Thursday, July 17, 2008

Maple By My Side


I felt like an old friend was dying, almost dead actually. And I felt vulnerable and isolated, without the partner I'd grown up with. There were large Douglas Firs nearby that I'd planted as a kid in a Christmas Tree money making venture that never came to pass. They didn't grow fast enough. Plus, Joe Browns cows did a number of them in. But those tree, though big now, never evoked the emotion the old tree did when I returned as a college graduate many years later and went there, to say here I am, and it was dying, split, limbs already dropped, huge ones, and the little bugs and insects of the field were now in it as their home. Its funny, but after that visit, I rarely took that trail again. Except once, to see if it was all gone, and it mostly was. From this age now, I look back and realize how incredibly fast its demise was, maybe fifteen years from giant to compost. The interaction of course during that time is that I'd grown from an eight year old to a thirty year old. During that span of time, the large things of childhood often shrink to adult size. But the feeling of loss has never shrunk.

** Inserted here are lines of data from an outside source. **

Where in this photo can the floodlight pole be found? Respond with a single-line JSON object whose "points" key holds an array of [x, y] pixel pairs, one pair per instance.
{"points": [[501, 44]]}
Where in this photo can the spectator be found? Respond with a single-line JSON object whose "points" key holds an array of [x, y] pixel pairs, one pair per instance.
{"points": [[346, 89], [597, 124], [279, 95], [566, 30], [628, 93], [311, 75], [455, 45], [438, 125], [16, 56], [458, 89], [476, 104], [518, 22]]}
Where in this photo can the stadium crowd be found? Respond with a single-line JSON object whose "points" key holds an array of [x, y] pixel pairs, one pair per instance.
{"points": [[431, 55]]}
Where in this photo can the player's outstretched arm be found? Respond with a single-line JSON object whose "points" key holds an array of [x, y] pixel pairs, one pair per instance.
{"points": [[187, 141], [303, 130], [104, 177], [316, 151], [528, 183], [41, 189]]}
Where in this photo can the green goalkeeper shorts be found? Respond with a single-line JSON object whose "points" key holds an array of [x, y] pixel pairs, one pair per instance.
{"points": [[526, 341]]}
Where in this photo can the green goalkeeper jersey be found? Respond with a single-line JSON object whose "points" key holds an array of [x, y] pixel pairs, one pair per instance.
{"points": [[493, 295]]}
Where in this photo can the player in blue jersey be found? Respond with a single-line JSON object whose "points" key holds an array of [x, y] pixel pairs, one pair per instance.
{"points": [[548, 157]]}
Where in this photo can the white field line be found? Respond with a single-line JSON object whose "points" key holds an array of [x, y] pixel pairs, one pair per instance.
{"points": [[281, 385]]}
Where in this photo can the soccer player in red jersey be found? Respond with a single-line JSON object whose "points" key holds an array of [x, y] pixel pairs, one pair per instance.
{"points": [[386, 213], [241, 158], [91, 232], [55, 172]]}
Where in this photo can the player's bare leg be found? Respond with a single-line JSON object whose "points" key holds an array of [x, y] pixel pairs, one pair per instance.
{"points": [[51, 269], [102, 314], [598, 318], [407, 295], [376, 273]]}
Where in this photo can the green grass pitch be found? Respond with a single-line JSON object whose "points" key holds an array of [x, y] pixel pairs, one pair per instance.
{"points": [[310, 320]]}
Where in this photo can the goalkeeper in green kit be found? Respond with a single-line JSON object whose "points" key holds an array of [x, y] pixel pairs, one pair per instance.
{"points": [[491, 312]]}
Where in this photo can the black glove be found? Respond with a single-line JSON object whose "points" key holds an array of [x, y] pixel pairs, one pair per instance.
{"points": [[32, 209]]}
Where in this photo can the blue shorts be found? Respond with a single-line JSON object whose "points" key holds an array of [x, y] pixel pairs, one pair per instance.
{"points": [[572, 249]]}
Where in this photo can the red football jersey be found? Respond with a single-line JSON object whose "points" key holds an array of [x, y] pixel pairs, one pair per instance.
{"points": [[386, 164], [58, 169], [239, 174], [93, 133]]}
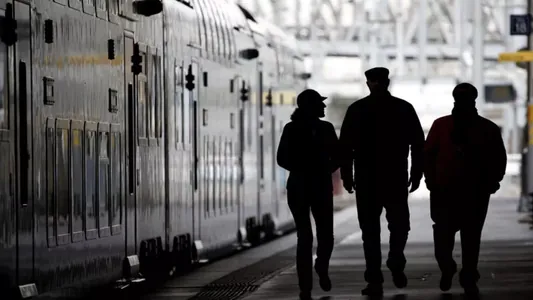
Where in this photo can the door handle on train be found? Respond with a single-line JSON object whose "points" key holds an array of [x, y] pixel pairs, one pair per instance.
{"points": [[195, 173], [23, 125]]}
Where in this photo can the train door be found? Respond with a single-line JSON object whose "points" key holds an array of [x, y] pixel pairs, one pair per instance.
{"points": [[16, 247], [131, 147], [8, 254], [262, 196]]}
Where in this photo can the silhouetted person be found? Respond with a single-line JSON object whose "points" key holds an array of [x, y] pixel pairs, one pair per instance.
{"points": [[375, 137], [308, 149], [465, 160]]}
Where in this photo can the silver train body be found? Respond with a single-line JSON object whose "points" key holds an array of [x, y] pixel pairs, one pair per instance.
{"points": [[101, 166]]}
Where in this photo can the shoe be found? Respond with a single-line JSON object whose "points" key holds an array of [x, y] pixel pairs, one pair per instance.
{"points": [[372, 290], [305, 296], [446, 281], [324, 281], [399, 279]]}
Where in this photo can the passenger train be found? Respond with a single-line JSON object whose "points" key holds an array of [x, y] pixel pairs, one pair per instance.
{"points": [[134, 142]]}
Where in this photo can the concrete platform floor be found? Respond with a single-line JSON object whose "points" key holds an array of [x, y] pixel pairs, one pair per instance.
{"points": [[506, 261]]}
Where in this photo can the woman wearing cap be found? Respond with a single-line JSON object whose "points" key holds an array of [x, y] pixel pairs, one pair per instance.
{"points": [[308, 150]]}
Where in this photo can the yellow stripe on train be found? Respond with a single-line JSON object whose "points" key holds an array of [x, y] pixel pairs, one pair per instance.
{"points": [[288, 96]]}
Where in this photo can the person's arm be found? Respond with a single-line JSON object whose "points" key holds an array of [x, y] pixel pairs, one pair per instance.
{"points": [[283, 155], [333, 144], [346, 145], [417, 146], [431, 148], [499, 159]]}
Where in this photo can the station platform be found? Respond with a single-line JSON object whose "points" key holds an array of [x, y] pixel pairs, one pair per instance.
{"points": [[268, 271]]}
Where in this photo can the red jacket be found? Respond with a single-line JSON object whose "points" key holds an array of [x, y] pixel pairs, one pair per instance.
{"points": [[478, 166]]}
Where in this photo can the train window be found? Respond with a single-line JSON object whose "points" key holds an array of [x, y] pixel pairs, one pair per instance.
{"points": [[76, 4], [91, 208], [124, 8], [211, 35], [157, 96], [213, 172], [219, 172], [218, 36], [261, 96], [187, 2], [206, 175], [141, 106], [103, 182], [62, 183], [204, 19], [50, 184], [231, 175], [113, 7], [225, 30], [4, 121], [77, 183], [261, 157], [116, 181], [185, 113], [226, 171], [196, 91], [178, 94]]}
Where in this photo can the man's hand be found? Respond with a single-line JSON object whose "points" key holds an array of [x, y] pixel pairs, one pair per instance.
{"points": [[414, 183], [348, 186]]}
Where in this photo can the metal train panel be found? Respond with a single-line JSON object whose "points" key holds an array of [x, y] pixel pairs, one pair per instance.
{"points": [[178, 128]]}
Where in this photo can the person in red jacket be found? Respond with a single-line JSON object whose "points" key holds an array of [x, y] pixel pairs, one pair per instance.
{"points": [[464, 162]]}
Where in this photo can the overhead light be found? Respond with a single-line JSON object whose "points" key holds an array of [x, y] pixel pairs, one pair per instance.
{"points": [[148, 8]]}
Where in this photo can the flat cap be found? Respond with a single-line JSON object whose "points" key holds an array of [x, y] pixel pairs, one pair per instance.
{"points": [[377, 74], [307, 96]]}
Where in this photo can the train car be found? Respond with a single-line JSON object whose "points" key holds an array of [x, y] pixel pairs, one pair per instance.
{"points": [[135, 132]]}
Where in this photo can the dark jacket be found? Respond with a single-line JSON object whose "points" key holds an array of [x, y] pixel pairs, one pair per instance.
{"points": [[376, 134], [478, 165], [308, 150]]}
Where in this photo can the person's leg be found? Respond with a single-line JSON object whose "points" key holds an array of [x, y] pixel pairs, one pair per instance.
{"points": [[397, 214], [368, 213], [471, 230], [300, 210], [322, 209], [444, 229]]}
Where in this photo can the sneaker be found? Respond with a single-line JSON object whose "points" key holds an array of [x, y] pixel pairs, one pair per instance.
{"points": [[446, 281], [324, 281], [399, 279], [471, 291], [305, 296]]}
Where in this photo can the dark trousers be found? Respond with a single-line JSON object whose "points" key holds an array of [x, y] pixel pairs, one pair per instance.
{"points": [[370, 204], [465, 212], [302, 203]]}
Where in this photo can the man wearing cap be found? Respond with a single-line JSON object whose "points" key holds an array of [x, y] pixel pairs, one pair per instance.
{"points": [[308, 150], [376, 134], [464, 162]]}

I still miss the feeling of sitting by that tree, it's uncomfortable deeply furrowed bark digging in my back, looking down at the valleys, the town, the houses of families of many kind going about their business, the incredible summer clouds moving across the blue screen of that vast central new york sky. Maybe that's what home was to me. That feeling, more than that tree. I don't know. It still all seems like one. I can't conjure up the feeling of home without the maple by my side. I can't believe it's gone.